Crystal and Caramel malts are different, they are mostly sugars, since these are malts that were mashed inside the kernels, then kilned. Due to the process they contain lots of unfermentable sugars, which yield their signature residual sweetness and associated flavors.

AFAIK, Crystal and Caramel malts as well as very dark roasted malts and grains are the only ones that can be steeped or mashed with the same (or very similar) results, yielding the same amount of sugars and color in either process.

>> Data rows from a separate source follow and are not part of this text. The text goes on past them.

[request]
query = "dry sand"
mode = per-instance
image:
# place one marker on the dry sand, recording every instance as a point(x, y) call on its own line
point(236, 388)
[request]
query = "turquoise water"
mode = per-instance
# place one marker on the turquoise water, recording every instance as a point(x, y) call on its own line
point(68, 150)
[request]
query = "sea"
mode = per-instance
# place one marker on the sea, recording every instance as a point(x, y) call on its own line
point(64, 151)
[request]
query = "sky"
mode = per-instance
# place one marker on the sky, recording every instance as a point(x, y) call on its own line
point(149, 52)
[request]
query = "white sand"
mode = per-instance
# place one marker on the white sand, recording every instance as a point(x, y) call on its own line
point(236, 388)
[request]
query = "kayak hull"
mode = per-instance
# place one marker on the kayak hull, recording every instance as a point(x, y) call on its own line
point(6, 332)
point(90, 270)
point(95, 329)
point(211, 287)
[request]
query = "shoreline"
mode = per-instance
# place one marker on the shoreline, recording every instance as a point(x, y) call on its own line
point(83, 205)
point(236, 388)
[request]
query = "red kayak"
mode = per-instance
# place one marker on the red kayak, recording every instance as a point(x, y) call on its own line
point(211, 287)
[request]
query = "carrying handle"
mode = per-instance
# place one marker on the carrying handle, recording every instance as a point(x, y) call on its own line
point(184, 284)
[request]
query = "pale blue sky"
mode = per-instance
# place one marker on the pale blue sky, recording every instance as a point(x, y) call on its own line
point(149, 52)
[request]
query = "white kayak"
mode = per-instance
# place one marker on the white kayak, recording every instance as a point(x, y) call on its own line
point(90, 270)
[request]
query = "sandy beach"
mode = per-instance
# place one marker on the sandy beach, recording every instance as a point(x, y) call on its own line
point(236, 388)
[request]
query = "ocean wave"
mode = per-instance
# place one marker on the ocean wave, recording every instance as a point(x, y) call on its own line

I prefer to steep (very) dark roasted malts on the side during the boil, and add the dark or black potion after the boil, when the wort has been chilled to around 170F. They remain at that temp for 10 minutes to pasteurize, but never get boiled. I think their flavor is fresher and better that way, none of that boiled coffee character I often taste after being boiled for an hour.
 
And the reason we mash is so that enzymes can convert starch into fermentable sugars.
Yes.
But what about these unfermentable sugars? Are they still released in cold steeping similar to that of mashing?
As long as they are water soluble, the yield should be the same, whether mashed, hot steeped, or cold steeped. Now most molecules dissolve faster, better at warmer temps than colder ones (exceptions noted, e.g. Gypsum), so that could play a role in how efficient the chosen process is. Plus the grain traps some of the liquor, so a sparge or 2 will increase extraction efficiency, in either process.

If there is nothing that can break those (unfermentable) sugars, dextrins, and flavor products up into other components or fermentable molecules, they'll remain that way until we drink it.

Maybe the more important question is:
Can mashing kilned/toasted/roasted grains convert and extract flavor components, that steeping (hot or cold) can't?
Possibly someone in the Brew Science forum can answer that or point to research.